M. Armstrong & Co. - 1859-1920s - New Haven, Connecticut
Known New Haven body builder, built production bodies for the Long Island-produced F.R.P. automobile (1914)
The F.R.P. was a large European-style luxury car and was known to have been bodied by Brewster, Holbrook and Armstrong.
When the government took over the F.R.P.'s plant for war work, manufacture of the vehicle was halted and post war manufacturing was transferred to the American & British Manufacturing Company of New Haven Connecticut. Armstrong also bodied a few of the 36 Porters produced in their native New Haven from 1919-1922. Other Porters were bodied by Brewster, Demarest and Fleetwood.
The house of M. Armstrong & Co. was established by Montgomery Armstrong in 1859, who has continued as its head to the present time. The factory is most thoroughly equipped with such modern appliances as can be utilized in the building of a high grade of heavy carriages, which find a market in our large cities. And then few cities where such carriages are used when the products of this house cannot be found. Mr. Armstrong has associated with him his two sons, E. M. and E. L. The firm enjoy a high reputation, both as to style and quality of work and methods of business, which after all, is the secret of success.
M. Armstrong & Co. 433 Chapel St. New Haven, CT
Owner Montgomery Armstrong, home address (1897) 125 Humphrey St, New Haven, CT
In 1914, the Mercer automobile's T-head engine designer, Finley Robertson Porter, bought the former "the Only" automobile factory in Port Jefferson, New York to build his own dream car, the F.R.P. With a price tag of $5,000 for the car plus $5,000 for the coach by Brewster of Long Island City, the F.R.P. was beyond almost everyone's means.
After the Armistice, the F.R.P. was renamed the Porter. Richard's auto factory became a lace mill and was recently torn down.
J. T. Davies, foreman of construction and draftsman for the Crane & Breed, Mfg. Co., Cincinnati, Ohio, was born in Philadelphia, Pennsylvania, in May, 1860, and learned his trade with Cooling Bros., Wilmington, Delaware. Later he worked in a number of small shops, engaging finally with Charles S, Caffrey Co., Camden, New Jersey, where he remained about three years.

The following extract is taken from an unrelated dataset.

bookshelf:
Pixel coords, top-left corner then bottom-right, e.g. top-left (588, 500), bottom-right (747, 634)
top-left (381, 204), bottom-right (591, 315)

He then went to New Hayen. Connecticut, and worked in the shops of William Johnson, Henry Killam Co. and M. Armstrong & Co., for seven years. Later on he worked with the United States Carriage Co., Columbus, Ohio; James Goold Co., Albany, New York; A. J. Joyce & Co., Washington; D. C.. and James Cunningham, Son & Co. Rochester, New York. He took charge of the hearse department of the Crane & Breed Mfg. Co. in 1899. He reorganized that department, and is still with it.